6. Think Ahead and Avoid Costly Site adjustments
No two sites are ever the exact same, so it’s important to consider the variation of job-site features ahead of time to avoid potential time consuming adjustments.
Although all connections should allow for adjustment, infinite adjust-ability can become a major challenge to a rack being built in a timely manner. Rather than trying to adjust an entire rack after it’s assembled, it can be helpful to utilize a product that allows the installer to establish and lock each adjustment during a single step in the assembly. Using this approach, the installer can adjust the racking to a fixed height in one step, and then adjust to a fixed front-back position in the next step, and so on. Minimizing the number of connection points that are tied to the adjustment of the rack will also save installation time.

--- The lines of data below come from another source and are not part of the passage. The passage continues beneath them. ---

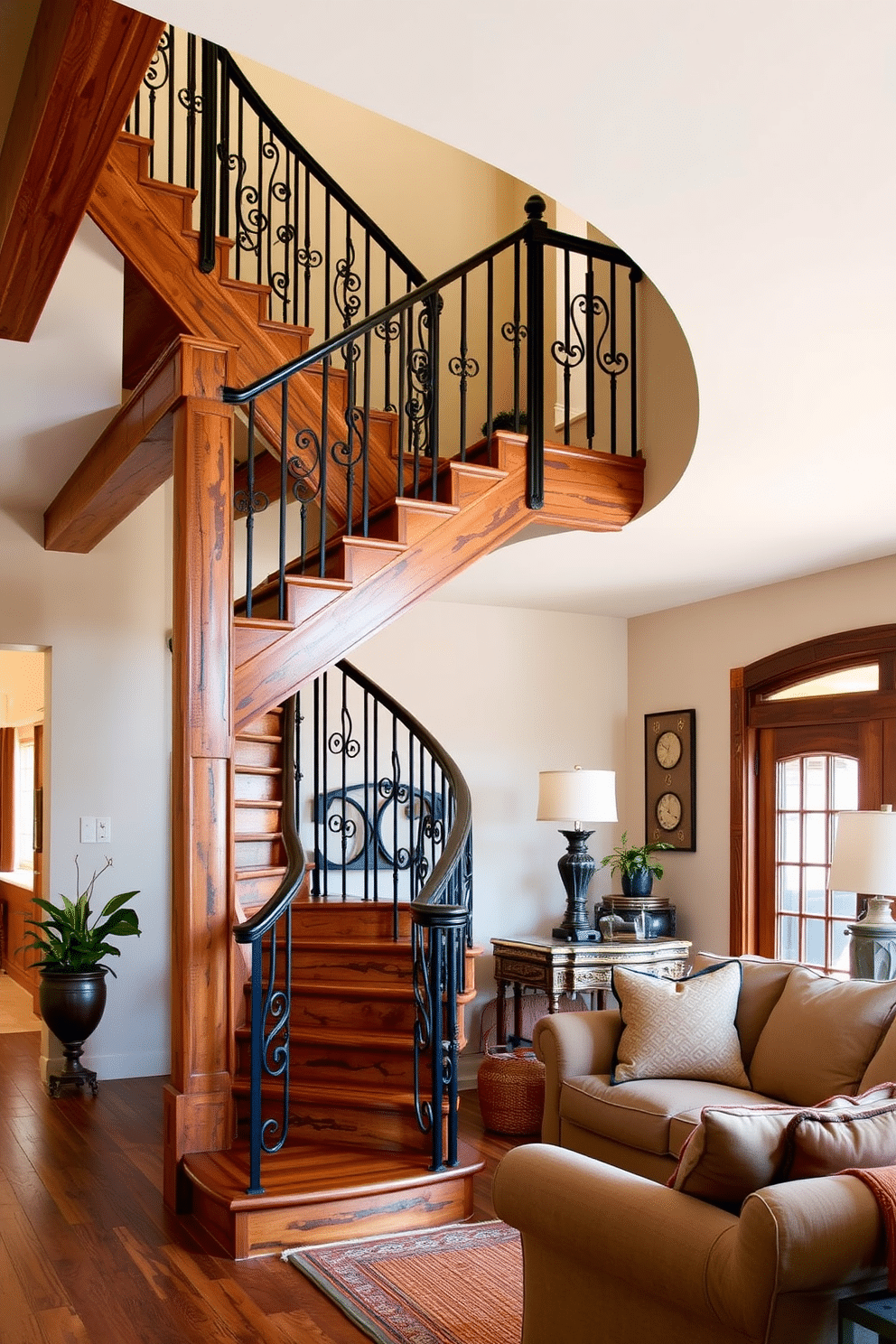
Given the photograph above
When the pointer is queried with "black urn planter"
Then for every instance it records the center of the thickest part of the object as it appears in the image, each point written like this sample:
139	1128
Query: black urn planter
71	1004
639	883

7. Leverage the Racking Solution for Efficient Module Installation
Many newer racking solutions include time saving features for proper module positioning, such as module retention ledges, built directly into the racking. This allows the installer to quickly rest a module in perfect alignment with the rack each time. As an added benefit, the module can be supported hands-free until the clamps can be positioned. Ultimately, this reduces the number of installers required to complete what was formerly a painstaking process. Advancements have also been made with regards to clamping, with products offering faster connections that take over the role of traditional bolted connections. What about thinking outside the box ? Why not using rivets? No torquing – no torque marks ….! No theft – a little more work if they have to be exchanged!
8. QA procedures
After delivery of materials, a batch testing/verification should be conducted to identify perceptible deviations. These should be addressed immediately before they influence the project itself. It is also critical to establish sign-off procedures that incorporate the IDDS philosophy, where QC procedures are discussed and implemented by all project participants in the pre-construction phase.
Ultimately, the foundation for a successful Quality Assurance program is the quality control maintained by the manufacturer to ensure that all delivered materials delivered conform to the contract requirements.
9. Safety – a team effort
Safety procedures are not only for workers, or for installers, or for helpers – no – they are implemented foreverybody to protect everybody on the job site, which means that superintendents , project managers, fence contractors, electricians, installers – everybody has to follow them! Safety procedures should be clearly communicated and enforced! The lower the incident rate the smoother the project.
10. Plan B& Communication
There is always something – storm, burglary, vandalism, refusals, missing holes ….. – be prepared, and have a plan B in place to reduce the impact of disturbing changes during construction and conduct your risk analysis up front to minimize disruptions.
Communication is key. A weekly construction meeting is the minimum, and the larger the project the more coordination meetings are necessary!
Bottom line : Client + Supplier + Installation partner = One Team
Designing a structurally adequate racking system is relatively straightforward. However, with ongoing pressure to bring down the cost of solar systems, there’s a fine line between material optimization and risky design. The evaluation of the complex structure to identify the most valuable solution for a Ground-Mount project requests the participation of client(layout,expectations,goals), supplier(sound, valuable system) and the installer(schedule, efficiency). The more all parties are involved the better they can achieve the overall project goal!